Book Reviews

Shipwreck! Winslow Homer and The Life Line

 SCAN0018Shipwreck! was written by Kathleen A. Foster and published by Philadelphia Museum of Art to coincide with an exhibition at the Museum in 2012. Winslow Homer’s painting, The Life Line – even on a book cover – captures the emotional drama and peril of a shipwreck rescue in the 1880s. The Life Line was acclaimed as a masterpiece during the artist’s lifetime and is a magnificent, unforgettable painting.  

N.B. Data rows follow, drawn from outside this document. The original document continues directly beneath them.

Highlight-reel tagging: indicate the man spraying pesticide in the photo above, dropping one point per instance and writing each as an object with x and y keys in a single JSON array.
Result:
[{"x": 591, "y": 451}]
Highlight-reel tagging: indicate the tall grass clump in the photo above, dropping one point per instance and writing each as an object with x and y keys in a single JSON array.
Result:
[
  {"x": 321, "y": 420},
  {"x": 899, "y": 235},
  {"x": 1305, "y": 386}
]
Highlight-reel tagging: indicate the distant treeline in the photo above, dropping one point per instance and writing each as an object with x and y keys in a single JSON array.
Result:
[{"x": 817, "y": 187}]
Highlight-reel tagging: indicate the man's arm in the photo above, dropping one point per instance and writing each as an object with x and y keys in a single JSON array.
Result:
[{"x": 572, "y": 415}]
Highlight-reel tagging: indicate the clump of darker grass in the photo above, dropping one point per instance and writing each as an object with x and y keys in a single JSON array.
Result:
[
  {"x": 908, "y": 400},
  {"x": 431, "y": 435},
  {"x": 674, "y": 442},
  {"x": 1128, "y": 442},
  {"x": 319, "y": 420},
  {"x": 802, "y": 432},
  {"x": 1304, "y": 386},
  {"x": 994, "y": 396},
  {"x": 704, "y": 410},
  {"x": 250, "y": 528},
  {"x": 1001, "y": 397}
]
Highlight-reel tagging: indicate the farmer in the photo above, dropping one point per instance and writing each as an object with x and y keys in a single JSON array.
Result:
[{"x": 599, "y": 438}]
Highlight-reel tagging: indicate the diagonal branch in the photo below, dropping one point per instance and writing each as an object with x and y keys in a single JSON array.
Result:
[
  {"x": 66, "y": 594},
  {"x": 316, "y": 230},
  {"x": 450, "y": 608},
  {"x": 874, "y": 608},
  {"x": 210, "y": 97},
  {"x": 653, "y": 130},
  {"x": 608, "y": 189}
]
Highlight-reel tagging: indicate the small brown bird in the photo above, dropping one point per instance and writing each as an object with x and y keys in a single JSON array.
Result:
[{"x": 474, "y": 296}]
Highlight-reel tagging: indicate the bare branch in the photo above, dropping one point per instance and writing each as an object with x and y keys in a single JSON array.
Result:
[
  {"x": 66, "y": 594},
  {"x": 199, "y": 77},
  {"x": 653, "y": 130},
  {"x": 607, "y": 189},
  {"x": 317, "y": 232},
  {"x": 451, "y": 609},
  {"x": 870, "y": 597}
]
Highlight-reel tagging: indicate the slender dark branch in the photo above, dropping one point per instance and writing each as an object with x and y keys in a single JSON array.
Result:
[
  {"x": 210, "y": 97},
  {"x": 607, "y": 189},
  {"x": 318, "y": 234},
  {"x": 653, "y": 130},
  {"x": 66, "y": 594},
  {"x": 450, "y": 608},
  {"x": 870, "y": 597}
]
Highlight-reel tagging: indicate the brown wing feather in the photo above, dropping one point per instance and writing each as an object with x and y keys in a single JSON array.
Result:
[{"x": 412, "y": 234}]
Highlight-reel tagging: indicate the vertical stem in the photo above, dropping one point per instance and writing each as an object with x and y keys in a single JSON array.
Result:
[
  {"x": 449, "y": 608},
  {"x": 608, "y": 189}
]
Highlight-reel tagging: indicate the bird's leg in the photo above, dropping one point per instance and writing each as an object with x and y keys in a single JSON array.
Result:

Foster’s book provides a thorough biography of Winslow Homer’s art, and also touches on his life as a single man and devoted son. Describing him as “America’s greatest marine painter” Foster explains the range of historical and creative influences on his work: living on the Atlantic coast in the second half of the nineteenth century while trans-Atlantic shipping and immigration flourished; a growing interest in seascapes and shipwrecks among his contemporaries and earlier influential artists (like JMW Turner); and real shipwrecks, such as the wreck of the Atlantic off Nova Scotia in 1873 and gallant rescues. Foster also explains the new technology (in Homer’s time) which gave The Life Line its name – the “breeches buoy” – a buoy suspended from a rope cast from the shore to the wreck.

Shipwreck! is incisive, really interesting art-history reading and a very well-crafted narrative of a man who was able to create a “brilliantly managed staging of a public, physical embrace, expertly tailored to the delicate Victorian sensibilities of the 1880s”.  Shipwreck! will make you want to head to Philadelphia to see Homer’s original.